Analytic Bethe ansatz and functional relations related to tensor-like representations of type II Lie superalgebras B(r|s) and D(r|s)

TL;DR

This paper develops an analytic Bethe ansatz for tensor-like representations of certain Lie superalgebras, providing eigenvalue formulas and functional relations for transfer matrices, including a complete set for the B(0|s) case.

Contribution

It introduces new eigenvalue formulas and functional relations for transfer matrices associated with tensor-like representations of type II Lie superalgebras B(r|s) and D(r|s).

Findings

Eigenvalue formulas for transfer matrices in dressed vacuum forms.

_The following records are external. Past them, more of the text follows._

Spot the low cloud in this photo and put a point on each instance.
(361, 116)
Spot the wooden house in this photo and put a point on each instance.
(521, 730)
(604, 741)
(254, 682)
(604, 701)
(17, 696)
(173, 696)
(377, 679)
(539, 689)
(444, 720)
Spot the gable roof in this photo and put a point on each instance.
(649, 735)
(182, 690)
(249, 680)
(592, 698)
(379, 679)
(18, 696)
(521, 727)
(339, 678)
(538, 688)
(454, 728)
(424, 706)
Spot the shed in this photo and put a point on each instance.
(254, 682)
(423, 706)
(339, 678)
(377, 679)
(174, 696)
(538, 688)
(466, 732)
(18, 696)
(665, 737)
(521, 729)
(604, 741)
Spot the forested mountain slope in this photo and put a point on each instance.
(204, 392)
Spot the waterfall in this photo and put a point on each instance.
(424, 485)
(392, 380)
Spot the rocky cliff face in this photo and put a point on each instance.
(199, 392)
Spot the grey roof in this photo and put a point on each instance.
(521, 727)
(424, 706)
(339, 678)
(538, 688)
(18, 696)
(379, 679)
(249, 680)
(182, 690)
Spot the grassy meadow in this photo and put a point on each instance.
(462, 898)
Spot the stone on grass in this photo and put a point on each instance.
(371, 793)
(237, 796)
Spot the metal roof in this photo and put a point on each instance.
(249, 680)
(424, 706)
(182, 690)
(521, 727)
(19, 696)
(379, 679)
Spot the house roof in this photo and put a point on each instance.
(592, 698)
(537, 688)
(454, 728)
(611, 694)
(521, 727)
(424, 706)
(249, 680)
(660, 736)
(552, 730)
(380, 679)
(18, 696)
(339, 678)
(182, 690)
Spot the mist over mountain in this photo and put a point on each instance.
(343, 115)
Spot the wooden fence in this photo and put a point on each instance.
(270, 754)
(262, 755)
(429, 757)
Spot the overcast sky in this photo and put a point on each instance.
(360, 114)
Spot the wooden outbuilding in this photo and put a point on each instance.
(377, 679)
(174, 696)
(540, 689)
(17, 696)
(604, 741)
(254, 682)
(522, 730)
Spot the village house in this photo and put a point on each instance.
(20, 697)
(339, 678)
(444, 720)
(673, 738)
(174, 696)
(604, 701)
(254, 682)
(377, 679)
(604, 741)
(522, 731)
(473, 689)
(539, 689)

Functional relations (T-system) for these transfer matrices.

Complete set of relations for B(0|s)=osp(1|2s) case.

Abstract

An analytic Bethe ansatz is carried out related to tensor-like representations of the type II Lie superalgebras B(r|s)=osp(2r+1|2s) (r > -1, s >0) and D(r|s)=osp(2r|2s) (r >1, s >0). We present eigenvalue formulae of transfer matrices in dressed vacuum forms labeled by Young (super) diagrams. A class of transfer matrix functional relations (T-system) is discussed. In particular for B(0|s)=osp(1|2s)(s >0) case, a complete set of functional relations is proposed by using duality among dressed vacuum forms.